Cada vez que observo una obra “terminada”, me pregunto sobre los caminos que posiblemente atravesó el artista para llegar a lo que tengo frente a mis ojos. Si llegó porque quiso, como quiso, si pudo hacerlo según el plan original, si lo modificó en el trayecto o si simplemente salió así. A veces esto se puede percibir y a veces está oculto, como negándose, por ser el camino traumático y equívoco.
Como artista, entiendo los momentos desafiantes en la realización de obra, discerniendo entre el posible abandono ante la ausencia de musa, la lucha metódica e incansable hacia el destino bocetado, la comodidad ante la súbita fluidez en el momento de realizar la obra, o hasta la indiferencia como actitud art‐punk frente a las problemáticas de ejecución.

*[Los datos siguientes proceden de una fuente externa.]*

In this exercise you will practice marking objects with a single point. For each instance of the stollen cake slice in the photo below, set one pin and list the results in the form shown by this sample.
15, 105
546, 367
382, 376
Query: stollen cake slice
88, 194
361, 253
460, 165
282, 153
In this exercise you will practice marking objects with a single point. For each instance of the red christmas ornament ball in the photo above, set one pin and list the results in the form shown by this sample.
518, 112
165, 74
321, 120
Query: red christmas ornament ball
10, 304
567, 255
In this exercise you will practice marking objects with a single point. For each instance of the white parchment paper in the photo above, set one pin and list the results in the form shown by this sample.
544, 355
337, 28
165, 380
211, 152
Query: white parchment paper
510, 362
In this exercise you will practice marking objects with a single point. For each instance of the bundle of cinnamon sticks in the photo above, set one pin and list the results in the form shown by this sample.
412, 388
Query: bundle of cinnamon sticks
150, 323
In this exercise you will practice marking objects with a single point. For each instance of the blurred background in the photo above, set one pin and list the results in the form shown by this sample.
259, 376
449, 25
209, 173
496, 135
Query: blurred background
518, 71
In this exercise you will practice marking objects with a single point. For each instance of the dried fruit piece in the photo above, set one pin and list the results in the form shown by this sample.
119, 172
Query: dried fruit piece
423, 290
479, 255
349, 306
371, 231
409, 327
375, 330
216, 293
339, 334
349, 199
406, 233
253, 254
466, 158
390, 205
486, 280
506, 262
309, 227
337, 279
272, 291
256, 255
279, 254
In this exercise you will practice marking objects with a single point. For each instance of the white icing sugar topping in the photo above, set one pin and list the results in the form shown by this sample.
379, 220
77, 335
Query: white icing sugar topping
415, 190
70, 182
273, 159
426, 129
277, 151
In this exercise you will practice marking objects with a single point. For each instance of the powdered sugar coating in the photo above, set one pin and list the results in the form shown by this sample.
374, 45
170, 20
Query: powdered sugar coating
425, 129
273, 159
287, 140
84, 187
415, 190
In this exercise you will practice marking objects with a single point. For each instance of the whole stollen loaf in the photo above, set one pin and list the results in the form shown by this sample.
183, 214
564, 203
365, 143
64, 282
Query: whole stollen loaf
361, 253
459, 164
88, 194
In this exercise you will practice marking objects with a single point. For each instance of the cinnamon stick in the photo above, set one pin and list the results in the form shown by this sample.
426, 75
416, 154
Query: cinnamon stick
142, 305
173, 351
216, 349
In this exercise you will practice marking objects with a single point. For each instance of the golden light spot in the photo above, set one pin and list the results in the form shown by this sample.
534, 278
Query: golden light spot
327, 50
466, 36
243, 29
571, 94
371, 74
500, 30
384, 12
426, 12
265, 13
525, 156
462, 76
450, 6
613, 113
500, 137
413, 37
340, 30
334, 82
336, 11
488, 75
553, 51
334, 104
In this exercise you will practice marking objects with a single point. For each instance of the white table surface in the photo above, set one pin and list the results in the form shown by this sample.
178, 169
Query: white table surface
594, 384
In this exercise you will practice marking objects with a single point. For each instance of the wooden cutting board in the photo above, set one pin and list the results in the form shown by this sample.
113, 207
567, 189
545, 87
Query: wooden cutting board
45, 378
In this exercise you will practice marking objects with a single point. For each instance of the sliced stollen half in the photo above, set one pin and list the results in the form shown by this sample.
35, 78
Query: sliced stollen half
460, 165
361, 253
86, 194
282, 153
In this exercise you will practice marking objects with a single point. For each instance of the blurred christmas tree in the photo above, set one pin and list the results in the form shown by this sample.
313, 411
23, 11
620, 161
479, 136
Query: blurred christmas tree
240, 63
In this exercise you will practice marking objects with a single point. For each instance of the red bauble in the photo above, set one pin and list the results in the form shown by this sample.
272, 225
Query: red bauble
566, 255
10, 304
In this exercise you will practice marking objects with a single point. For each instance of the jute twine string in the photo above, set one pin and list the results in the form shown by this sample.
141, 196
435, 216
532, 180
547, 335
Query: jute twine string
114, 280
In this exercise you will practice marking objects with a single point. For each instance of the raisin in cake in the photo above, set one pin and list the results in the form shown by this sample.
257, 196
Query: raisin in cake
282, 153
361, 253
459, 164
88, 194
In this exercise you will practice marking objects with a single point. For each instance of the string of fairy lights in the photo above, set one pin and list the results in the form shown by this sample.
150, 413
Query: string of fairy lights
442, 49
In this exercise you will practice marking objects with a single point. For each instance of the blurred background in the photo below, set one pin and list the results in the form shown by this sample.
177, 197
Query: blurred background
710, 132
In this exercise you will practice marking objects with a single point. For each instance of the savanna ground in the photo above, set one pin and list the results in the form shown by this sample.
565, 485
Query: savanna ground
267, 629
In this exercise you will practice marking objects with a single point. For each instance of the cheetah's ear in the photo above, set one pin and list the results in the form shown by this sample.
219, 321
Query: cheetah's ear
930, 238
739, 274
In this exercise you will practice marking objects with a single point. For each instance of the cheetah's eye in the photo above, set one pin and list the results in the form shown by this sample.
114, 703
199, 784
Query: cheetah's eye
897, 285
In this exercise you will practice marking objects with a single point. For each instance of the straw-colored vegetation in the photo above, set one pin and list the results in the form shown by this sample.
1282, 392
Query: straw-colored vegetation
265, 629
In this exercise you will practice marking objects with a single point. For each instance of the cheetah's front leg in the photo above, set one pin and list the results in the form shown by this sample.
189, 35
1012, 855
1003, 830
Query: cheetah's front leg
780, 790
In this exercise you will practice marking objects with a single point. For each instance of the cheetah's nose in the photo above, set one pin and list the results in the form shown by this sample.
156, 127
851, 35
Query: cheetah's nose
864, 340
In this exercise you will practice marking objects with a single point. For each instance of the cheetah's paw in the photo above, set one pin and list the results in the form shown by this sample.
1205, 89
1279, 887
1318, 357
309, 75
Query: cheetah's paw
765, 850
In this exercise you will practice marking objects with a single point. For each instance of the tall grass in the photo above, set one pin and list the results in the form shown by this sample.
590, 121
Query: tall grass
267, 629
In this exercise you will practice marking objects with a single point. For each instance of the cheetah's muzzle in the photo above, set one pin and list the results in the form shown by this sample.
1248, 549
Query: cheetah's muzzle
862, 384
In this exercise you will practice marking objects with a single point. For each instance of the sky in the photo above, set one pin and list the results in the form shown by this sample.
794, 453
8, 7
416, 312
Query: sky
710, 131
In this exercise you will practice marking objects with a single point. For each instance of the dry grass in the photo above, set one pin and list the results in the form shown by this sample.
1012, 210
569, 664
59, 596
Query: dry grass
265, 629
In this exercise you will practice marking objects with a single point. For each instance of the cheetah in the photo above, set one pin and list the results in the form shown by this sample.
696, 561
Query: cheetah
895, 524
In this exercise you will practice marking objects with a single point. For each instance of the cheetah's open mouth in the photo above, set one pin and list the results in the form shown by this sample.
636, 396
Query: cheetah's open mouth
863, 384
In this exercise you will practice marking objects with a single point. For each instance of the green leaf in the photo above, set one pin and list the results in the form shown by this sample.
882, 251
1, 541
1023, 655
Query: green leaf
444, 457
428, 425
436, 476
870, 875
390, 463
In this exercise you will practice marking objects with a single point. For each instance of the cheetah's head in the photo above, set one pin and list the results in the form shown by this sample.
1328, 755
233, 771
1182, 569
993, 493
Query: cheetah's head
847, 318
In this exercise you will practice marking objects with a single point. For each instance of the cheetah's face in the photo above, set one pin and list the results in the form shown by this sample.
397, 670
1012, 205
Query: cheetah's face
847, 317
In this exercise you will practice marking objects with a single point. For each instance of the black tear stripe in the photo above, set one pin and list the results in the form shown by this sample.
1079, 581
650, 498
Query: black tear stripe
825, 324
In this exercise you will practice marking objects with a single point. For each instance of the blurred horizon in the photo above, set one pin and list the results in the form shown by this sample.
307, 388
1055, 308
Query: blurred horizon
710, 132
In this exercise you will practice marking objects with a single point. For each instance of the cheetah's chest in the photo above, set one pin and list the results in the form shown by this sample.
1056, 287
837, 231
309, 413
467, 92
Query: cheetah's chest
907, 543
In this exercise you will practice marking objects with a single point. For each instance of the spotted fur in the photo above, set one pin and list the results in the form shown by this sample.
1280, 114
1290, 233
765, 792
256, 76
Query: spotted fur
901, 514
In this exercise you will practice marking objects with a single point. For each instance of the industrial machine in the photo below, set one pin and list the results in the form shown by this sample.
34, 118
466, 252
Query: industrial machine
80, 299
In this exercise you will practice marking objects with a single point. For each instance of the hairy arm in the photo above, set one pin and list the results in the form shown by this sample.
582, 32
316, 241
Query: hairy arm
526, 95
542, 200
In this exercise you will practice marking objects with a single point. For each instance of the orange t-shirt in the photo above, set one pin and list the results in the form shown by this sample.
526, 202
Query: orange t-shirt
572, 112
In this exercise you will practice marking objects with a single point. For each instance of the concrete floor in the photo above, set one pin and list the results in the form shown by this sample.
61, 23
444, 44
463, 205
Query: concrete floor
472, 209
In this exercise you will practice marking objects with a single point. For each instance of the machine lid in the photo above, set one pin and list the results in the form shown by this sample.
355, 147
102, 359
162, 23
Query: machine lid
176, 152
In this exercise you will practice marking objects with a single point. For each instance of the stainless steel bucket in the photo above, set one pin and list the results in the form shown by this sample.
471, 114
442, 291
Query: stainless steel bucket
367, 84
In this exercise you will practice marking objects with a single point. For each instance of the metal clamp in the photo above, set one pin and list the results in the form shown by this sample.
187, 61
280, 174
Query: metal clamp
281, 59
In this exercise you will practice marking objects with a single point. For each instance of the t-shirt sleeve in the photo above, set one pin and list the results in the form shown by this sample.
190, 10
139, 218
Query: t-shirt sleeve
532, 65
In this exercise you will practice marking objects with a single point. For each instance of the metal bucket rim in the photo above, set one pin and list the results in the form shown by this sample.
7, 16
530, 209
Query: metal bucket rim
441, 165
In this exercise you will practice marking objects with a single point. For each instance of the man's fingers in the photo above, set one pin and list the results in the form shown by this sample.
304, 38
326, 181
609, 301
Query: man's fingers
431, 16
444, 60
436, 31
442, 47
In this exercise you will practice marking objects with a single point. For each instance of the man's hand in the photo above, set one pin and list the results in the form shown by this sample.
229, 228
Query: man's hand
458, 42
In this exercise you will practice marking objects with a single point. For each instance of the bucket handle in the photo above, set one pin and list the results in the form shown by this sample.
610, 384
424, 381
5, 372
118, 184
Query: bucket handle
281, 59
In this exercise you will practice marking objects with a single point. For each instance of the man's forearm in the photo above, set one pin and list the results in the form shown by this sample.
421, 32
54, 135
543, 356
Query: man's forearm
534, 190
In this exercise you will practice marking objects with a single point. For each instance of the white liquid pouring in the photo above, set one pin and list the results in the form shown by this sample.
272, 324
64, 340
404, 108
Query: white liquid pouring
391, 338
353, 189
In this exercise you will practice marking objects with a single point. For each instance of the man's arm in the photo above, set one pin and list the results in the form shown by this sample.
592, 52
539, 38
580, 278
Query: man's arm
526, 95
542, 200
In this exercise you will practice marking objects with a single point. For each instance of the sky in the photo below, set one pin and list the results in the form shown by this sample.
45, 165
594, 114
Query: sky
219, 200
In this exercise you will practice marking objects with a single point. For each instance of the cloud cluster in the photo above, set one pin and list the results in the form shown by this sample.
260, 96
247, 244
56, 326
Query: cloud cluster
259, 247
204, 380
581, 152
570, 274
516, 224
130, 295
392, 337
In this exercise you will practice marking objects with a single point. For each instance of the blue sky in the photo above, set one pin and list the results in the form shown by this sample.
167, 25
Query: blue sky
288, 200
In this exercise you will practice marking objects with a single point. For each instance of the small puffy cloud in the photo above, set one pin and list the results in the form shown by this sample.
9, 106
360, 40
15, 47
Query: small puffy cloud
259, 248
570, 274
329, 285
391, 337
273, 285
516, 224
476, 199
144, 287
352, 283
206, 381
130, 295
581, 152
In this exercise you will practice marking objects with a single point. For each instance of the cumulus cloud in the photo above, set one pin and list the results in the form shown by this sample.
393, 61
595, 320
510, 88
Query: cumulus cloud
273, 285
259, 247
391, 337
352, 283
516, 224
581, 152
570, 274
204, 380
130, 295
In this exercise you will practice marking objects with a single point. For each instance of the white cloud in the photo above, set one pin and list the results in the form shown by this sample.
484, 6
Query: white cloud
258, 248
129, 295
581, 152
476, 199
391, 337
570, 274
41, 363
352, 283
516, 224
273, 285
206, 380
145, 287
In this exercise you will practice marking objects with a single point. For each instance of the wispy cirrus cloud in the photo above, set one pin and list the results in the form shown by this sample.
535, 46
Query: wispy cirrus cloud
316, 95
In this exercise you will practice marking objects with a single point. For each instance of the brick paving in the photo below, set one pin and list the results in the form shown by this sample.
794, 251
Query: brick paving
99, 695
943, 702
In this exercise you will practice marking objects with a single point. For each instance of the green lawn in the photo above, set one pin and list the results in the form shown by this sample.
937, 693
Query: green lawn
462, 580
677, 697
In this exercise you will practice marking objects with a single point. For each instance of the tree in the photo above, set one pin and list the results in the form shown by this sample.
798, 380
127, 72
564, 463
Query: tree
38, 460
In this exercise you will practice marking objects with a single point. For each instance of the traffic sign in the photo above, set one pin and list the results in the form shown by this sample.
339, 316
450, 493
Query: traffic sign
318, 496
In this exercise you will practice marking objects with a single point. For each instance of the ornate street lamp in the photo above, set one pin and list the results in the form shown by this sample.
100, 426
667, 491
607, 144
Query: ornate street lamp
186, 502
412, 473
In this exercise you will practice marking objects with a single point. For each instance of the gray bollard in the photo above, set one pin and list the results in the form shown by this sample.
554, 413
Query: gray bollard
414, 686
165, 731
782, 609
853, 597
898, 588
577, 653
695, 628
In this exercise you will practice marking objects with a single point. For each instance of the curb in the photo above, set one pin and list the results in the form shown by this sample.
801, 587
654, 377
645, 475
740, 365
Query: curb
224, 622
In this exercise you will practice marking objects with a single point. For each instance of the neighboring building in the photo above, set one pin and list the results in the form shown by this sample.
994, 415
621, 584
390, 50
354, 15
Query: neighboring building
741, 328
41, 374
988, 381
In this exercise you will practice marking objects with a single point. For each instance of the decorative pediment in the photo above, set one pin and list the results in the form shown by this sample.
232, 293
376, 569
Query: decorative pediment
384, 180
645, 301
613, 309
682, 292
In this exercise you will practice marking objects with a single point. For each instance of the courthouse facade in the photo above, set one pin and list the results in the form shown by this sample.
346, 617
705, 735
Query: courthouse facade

El desafío, así como el desinterés por él, son territorios para apoderarse. Diferente es el valor
de la conquista en uno y otro, pero ambos van clamando algo, hay manifiestos evidentes en
cada uno de estos enfoques opuestos. No obstante el desinterés, el rol más adoptado por esta
generación, no pareciera ser una posición decretada; por el contrario, pareciera ser
consecuencia de un inconformismo crónico, como un sopor insostenible en el tiempo.
Devenidos de este contrapunto, se observan dos lineamientos sobre el método artístico
aparentemente opuestos: un completo virtuosismo minuciosísimo, como fundado en la
necesidad de evidenciar la capacidad artística desde lo pretencioso técnicamente hablando; o
lo opuesto radicalmente, una obra que niega completamente esos estadíos y se sitúa en las
esferas de lo inmaterial, desmereciendo cualquier vestigio de academicismo, como una
estructura contemporánea de quiebre sobre lo instaurado. En ambos casos se evidencia una
problemática intensa con la técnica y el oficio; que tanto en la valoración como en la
desacreditación, se plantea como un importante eje conceptual de las producciones.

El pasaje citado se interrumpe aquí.